Proprietários que desejam reformar o imóvel devem enviar projeto para aprovação da prefeitura

Fonte: O Globo

Rio de Janeiro – Não se muda a fachada de um imóvel ou se faz um puxadinho impunemente. Antes disso, é necessário que o projeto seja submetido à aprovação pela prefeitura do município. Quem está com tudo preparado para fazer obras na casa, já fez ou está fazendo tem até o dia 21 deste mês para regularizar a obra.
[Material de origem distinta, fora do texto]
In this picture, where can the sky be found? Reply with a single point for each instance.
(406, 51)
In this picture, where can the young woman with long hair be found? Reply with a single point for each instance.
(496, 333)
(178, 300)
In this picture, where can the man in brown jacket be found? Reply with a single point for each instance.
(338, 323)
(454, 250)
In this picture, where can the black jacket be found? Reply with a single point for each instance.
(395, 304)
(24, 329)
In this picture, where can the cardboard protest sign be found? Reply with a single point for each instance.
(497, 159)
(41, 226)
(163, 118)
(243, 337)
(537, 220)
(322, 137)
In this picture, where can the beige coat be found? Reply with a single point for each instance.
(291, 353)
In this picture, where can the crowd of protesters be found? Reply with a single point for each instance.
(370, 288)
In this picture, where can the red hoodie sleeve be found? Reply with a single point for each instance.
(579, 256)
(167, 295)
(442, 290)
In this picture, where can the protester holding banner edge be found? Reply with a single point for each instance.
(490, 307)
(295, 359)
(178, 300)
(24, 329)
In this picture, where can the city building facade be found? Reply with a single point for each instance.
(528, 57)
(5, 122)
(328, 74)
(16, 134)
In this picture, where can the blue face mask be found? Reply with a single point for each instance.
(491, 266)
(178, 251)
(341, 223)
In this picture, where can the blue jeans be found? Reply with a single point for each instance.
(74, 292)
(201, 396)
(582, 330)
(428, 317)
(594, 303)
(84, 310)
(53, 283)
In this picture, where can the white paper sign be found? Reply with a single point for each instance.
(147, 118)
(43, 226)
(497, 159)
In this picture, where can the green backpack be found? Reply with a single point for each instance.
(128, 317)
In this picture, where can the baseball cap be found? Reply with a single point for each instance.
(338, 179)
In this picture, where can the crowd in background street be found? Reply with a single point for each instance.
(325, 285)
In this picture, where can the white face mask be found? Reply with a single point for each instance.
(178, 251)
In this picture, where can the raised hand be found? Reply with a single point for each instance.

Os interessados deverão abrir processo em uma das unidades descentralizadas da Secretaria municipal de Urbanismo do Rio de Janeiro (SMU). A documentação necessária encontra-se listada na página da internet da entidade (www.rio.rj.gov.br). Caso não seja feita a regularização, o requerente está sujeito a receber multas que podem chegar ao valor do imóvel.

De acordo com a SMU, aberturas de logradouros, parcelamento de terra e modificação de uso das edificações também precisam ser licenciadas. As exigências de regularização são diferentes para cada bairro e podem ser esclarecidas junto à secretaria. Se o processo não for concluído dentro do prazo estipulado, o proprietário do imóvel ou terreno pode solicitar a prorrogação da licença, por meio de requerimento.

“Quase sempre, os proprietários acham que têm direito de fazer qualquer coisa, porque a propriedade é sua. Desconhecem que há leis que regulam o uso e a ocupação do solo urbano. As consequências podem vir a causar tragédias como acréscimos que abalam a estrutura dos prédios, ocupação de encostas e de faixas marginais de proteção de rios e lagoas. As obras irregulares são notificadas (obras concluídas) ou embargadas (obras em andamento) e ficam sujeitas a autuações que podem chegar até o valor do imóvel”, explica assessores da secretaria.

No entanto, nem toda obra necessita ser submetida a uma aprovação municipal. Pinturas e pequenos consertos em imóveis não subordinados aos critérios de preservação não dependem da SMU. Também estão excluídas as construções de caramanchões, os jardins e as pavimentações a céu aberto, assim como reforma e modificação interna, ou de fachada, sem acréscimo de área que não impliquem alterações nas áreas comuns das edificações.